Monday, Nov. 22, 1976
Taking Stock of the New President
The stock market is the most sensitive barometer of investor attitudes, and it has reacted to Jimmy Carter's election with a minicrash. During the first eight trading days since the vote, the Dow Jones industrial average plummeted more than 38 points, to a close of 927.69, the lowest since last January. Though stock traders have had other things to worry about--primarily the slowdown in the economy--the chief reason for the sell-off appears to be fear that Carter's programs to speed up the economy will set off a new burst of inflation.

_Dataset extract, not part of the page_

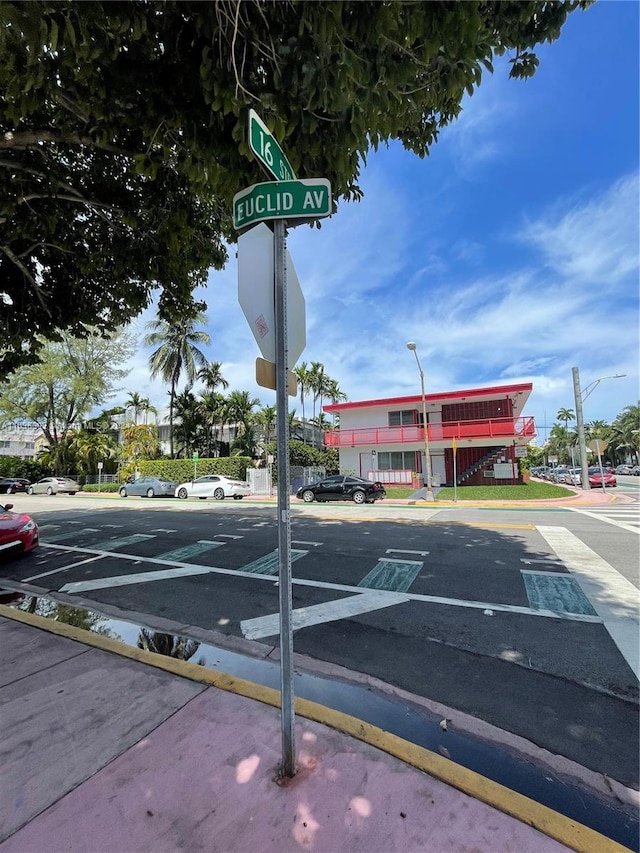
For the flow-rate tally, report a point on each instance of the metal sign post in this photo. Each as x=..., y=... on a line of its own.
x=299, y=201
x=284, y=522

Talks with leading businessmen around the country indicate, however, that in this case the stock market has been oversensitive to the point of neurosis. Among dozens of executives interviewed by TIME correspondents, few were nearly as frightened as the plunge on Wall Street might lead a headline reader to believe. To the contrary, though the business community voted solidly for Ford, executives are taking a relaxed, wait-and-see attitude toward the forthcoming Carter Administration. They hope that the new President can indeed get the business recovery moving again, and that his populist oratory during the campaign will not be followed by any significant anti-business action.
The most important indication of the business mood is that, whatever stock market investors may think, corporate chiefs are not cutting back on the vital investments that they make in new plant and equipment. "We made our plans, and they haven't changed," says Joel Goldberg, president of Rich's, a chain of 12 department stores, which has its headquarters in Atlanta. Speaking to shareholders in Boston last week, U.S. Steel Chairman Edgar Speer declared that his company would go ahead with plans to spend about $900 million in 1977. Somewhat similar statements came from J.C. Penney and American Electric Power.
A number of industrialists are outright bullish about the Carter victory, which at least ended a long period of uncertainty. "The election put me in a good mood," says Earle W. Pitt, president of Foxboro Co., a Massachusetts electronics manufacturer. "We are looking at good times right into 1978." Though he is a registered Republican, Pitt says that "deep down I feel that Carter's been a businessman himself, and I guess I don't expect him to go off the deep end."
Businessmen do, nevertheless, have reservations and worries about the President-elect. They center on four issues:
o Wage-price policy. Carter is committed to more active federal intervention in wage and price decisions. Initially, at least, he probably will start with relatively mild jawboning; he said during his last television debate with Ford that he would call corporate and labor leaders together to work out voluntary guidelines for pay and price boosts. But businessmen have not forgotten that early in the campaign Carter spoke of requesting stand-by authority to impose wage-price controls, which executives abhor. Says Raymond Herzog, president of 3M: "The mere mention of federal intervention causes companies to raise their prices in anticipation. Inflation would spiral. Carter should go on the record to stop these rumors."
o Attitude toward labor. Many businessmen worry that Carter has mortgaged his policymaking future to the union chiefs whose get-out-the-vote drives helped him squeak through to victory. The AFL-CIO's crusty old president George Meany pooh-poohs that idea. Says Meany: "The only commitment I have from Jimmy Carter is that when we've got a problem, he'll consider it." The numerous executives who doubt that may take some heart from the fact that Meany also opposes wage-price controls, which he feels hold down wages more than prices.
o Defense cutbacks. Carter's announced intention to cut $5 billion to $7 billion from the Pentagon budget has caused intense concern among contractors in the West, with its big aerospace and military complexes. West Coast executives are asking: Will Carter kill the B-1 bomber? The B-1 alone would employ 6,000 by next year.
o Federal spending. Businessmen are concerned about Carter's apparent plan to juice up the economy by cutting taxes and other pump-priming measures next year. "He faces a terrible temptation to heat things up," says Thomas Ayers, the chairman of Chicago's Commonwealth Edison. "I hope he chooses a moderate course." Declares Norman Robertson, senior vice president and chief economist of Pittsburgh's Mellon Bank: "If he should try to adopt the Humphrey-Hawkins bill [which calls for heavy spending on public-service employment] or something like it, trying to reach a predetermined level of unemployment too quickly, this could seriously worsen inflation. One wonders what restraint can there be on a liberal Congress. President Ford vetoed spending programs that Mr. Carter might not be inclined to veto."
For all these reservations, many executives hope that Carter will turn to the business community as an indispensable ally in revving up the economy. Carter has repeatedly said that most of the new jobs needed to reduce unemployment must be created by private business, not the Government; corporate leaders hope he will realize that that strategy requires policies to encourage investment. Says U.S. Steel's Speer: "People are not going to stand for unemployment, and they are not going to stand for higher taxes [to finance federal job-creating programs]. I wouldn't be surprised if certain tax reforms go in place early in his term--investment tax credits, faster [one or two years] write-offs for, say, pollution-control facilities, elimination of the double taxation of dividends." If Carter does take that tack, he is almost certain to draw enthusiastic support--and the investment dollars to back it up--from corporate board rooms and Chambers of Commerce throughout the country.